The Global Forum on Food Security and Nutrition is a forum “whose members share experiences, identify resources, provide peer coaching and support and find collective solutions to food security and nutrition (FSN) issues, focusing on FSN policies”. The latest discussion is called Looking back to effective rural practices … Did we miss something? and runs for three weeks from yesterday. I culled this from the host’s welcome document:
My name is Walter Mwasaa I am a relief aid worker with specific interest in food security in Sub-Saharan Africa, having worked in Somalia and currently in Sierra Leone.
I am often challenged by the widespread food shortages and livelihood insecurity in rural areas. Talking to the local populations in Sierra Leone, Somalia and Kenya, there are often recalls of times gone by when the same communities were able to provide enough for themselves.

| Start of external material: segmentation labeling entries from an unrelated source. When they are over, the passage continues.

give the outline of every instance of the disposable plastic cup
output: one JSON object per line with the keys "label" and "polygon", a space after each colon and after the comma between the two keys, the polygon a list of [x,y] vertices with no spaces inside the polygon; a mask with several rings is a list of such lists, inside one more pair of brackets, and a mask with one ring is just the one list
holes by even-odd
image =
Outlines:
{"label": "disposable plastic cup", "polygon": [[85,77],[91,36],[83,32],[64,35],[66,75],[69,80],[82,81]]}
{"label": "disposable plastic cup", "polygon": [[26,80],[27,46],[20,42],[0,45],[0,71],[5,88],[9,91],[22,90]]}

I am doing a research project Kenya on changing livelihoods looking back at how the changes in food production and people’s way of earning incomes have evolved with a special interest in what could have been carried forward to ensure self-sufficiency.
It is certain that communities are practising modern systems of production that are geared to producing more food and improved living standards. I am however at a loss in looking at how many communities are still unable to produce sufficient food. Policies and structural systems are partly responsible for the situation.
Walter is inviting input, among other things, to see whether in the rush to embrace the future, we may be forgetting good things from the past, like the importance of agricultural biodiversity.
Maybe you have something to contribute. And maybe you, or someone else, could be willing to summarise the discussion back here? There’s a slightly cumbersome procedure for registering — you do so from the FSN home page — and I’ve no idea how the forum actually works, but we shall see.
I wonder if they will include creative combinations of traditional and modern methods.
There are some. I’ve been keeping an eye on things, but have not had time to do more than skim.
There’ll be more, of course, if you contribute.